Cash flow (DCF method) or income (income value method) in perpetual pension is considered an extremely value-sensitive parameter in the context of company valuation. In a 5-year detailed planning phase followed by a rough planning phase, terminal value often accounts for more than 75% of the company value. When evaluating SMEs with often shorter planning periods of just 3 years or with very ambitious growth plans, this figure is often even above the 85% mark.

### Three parameters determine the value contribution of the perpetual pension

Calculating the perpetual pension for the company valuation is a simple matter from a purely mathematical point of view; the valuer requires a “sustainable” cash flow or income, a growth rate and an appropriate discount interest rate for the value contribution.

It is less trivial than pure calculation to define the previously mentioned three parameters as shown below. There is no explicit distinction between DCF and income value methods, as both methods are based on the correct definition of the same influencing factors.

### Formula for the value of the perpetual pension — Determining the “sustainable” cash flow or income

In the DCF method, cash flow corresponds to the free cash flow of the last forecasted year; in the income value method, the forecast income for the last year of the planning period.

#### Inflation is a component of growth rate and capitalization interest rate

The two variables growth rate and capitalization interest rate are initially not directly related to each other. On closer inspection, however, it becomes clear that both the discount interest rate and the growth rate have a common component, the general rate of price increase.

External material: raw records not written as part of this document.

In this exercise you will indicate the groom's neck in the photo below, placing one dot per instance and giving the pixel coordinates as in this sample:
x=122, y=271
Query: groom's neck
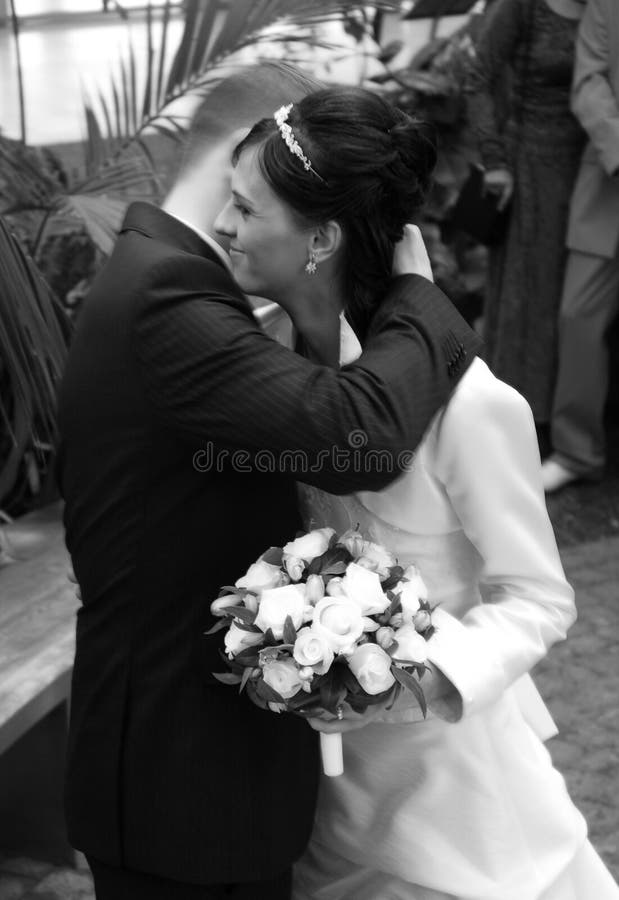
x=199, y=194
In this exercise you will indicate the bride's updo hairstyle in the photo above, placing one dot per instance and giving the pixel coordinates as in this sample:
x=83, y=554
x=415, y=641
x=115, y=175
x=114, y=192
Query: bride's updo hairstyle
x=371, y=167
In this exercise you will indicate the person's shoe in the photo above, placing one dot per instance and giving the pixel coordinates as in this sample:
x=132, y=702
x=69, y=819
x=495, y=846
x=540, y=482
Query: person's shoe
x=555, y=476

According to accepted theory and practice, a discount interest rate consists of the following components:

- Risk-free real return
- Premium for the expected rate of price increase
- Premium for business risk (equity) or credit default risk (debt capital)
- Premium for lack of liquidity

The growth rate of perpetual pension also consists of several components:

- Growth in sales volume, i.e. expansion of business through additional customers, etc.
- Price increase potential in the sales market
- Reducing the quantity of purchasing and production volumes
- Price increase in the shopping market

Volume growth rarely plays a dominant role among established companies. For young, fast-growing companies, business expansion over a longer period of time is conceivable, but certainly not to infinity. Increases in production efficiency are also limited, at least in the long term.

The growth rate is therefore always largely influenced by price increases on the earnings side and price increases on the cost side. In the long term, however, under the “going concern” premise, both cannot differ significantly from the general rate of price increase in the national economy, i.e. the inflation rate.

Read more about this topic here: **Sustained growth rate**

#### What to do in a low interest rate environment?

It becomes problematic when the evaluation implicitly includes two different assumptions about long-term price increases. In a low interest rate environment, even experienced company valuers can make these mistakes faster than expected.

On April 30, 2019, the figure for the 30-year risk-free federal interest rate — determined using the Svensson method and **published on the Bundesbank's website** — with a figure of 0.78% p.a., which share is attributable to real interest rates and which to inflation expectations is indicative. Negative real returns are certainly conceivable, and a liquidity premium in bond trading can also be assumed. Nevertheless, there is much to suggest that the current inflation expectation is not in line with the ECB's inflation target of 2.0%. In this respect, when setting the long-term growth rate, the company valuer should not overly generously calculate the component that is attributable to the price increase.

#### Cost of capital, growth discount and present value factor according to Gordon Growth

When it comes to present value, the correct estimate of the cost of capital plays a decisive role, as they are used as a discount rate. Various factors such as the company's risk and market interest rates are considered. With the **SmartZebra Capital Cost Module** capital costs can be determined quickly and easily in accordance with current standards.

Since companies are generally unable to grow at a certain growth rate for all eternity, the calculation also includes a growth discount and is a measure of how much of the expected growth rate of the perpetual pension is regarded as “risky” by investors. It is typically determined by a growth model based on historical data and future forecasts. A common model is the Gordon Growth Model, which calculates the growth discount as the difference between the expected growth rate of the perpetual pension and the discount rate. The present value factor, which is also known as excess return, can be seen inversely. The present value factor is used to calculate the present value of the perpetual pension by multiplying it by the expected annual cash flow. This results in the annual present value, which is then discounted to a current present value.